Together AI Details Optimizations for GLM 5.1 Inference: Indexer Kernel Rewrite and Overhead Eliminations
English summary
Together AI shared the three main optimizations applied to accelerate GLM 5.1 inference. They rewrote the indexer topk kernel and fused the indexer kernel to reduce memory and launch overhead. Additionally, CPU overhead that was bottlenecking prefill throughput was eliminated. The indexer changes yielded the largest performance gain.

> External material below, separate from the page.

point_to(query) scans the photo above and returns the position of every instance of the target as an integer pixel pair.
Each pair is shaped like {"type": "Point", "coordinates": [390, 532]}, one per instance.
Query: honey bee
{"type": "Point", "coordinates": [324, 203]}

GLM 5.1 is now available on the Together AI platform.
Chinese summary
Together AI 披露了加速 GLM 5.1 推理的三项主要优化。他们重写了索引器 topk 内核,并融合索引器内核以降低内存和启动开销。此外,还消除了阻碍预填充吞吐量的 CPU 开销。其中索引器带来了最大的性能提升。GLM 5.1 现已在 Together AI 平台上线。
Key points
Rewrote the indexer topk kernel to improve performance.
重写了索引器 topk 内核以提升性能。
Fused the indexer kernel to reduce memory usage and launch overhead.
融合索引器内核以减少内存使用和启动开销。
Eliminated CPU overhead that was limiting prefill throughput.
消除了限制预填充吞吐量的 CPU 开销。
The indexer modifications were the most impactful, and the model is now available on Together AI.
索引器的改动效果最大,该模型现已在 Together AI 上可用。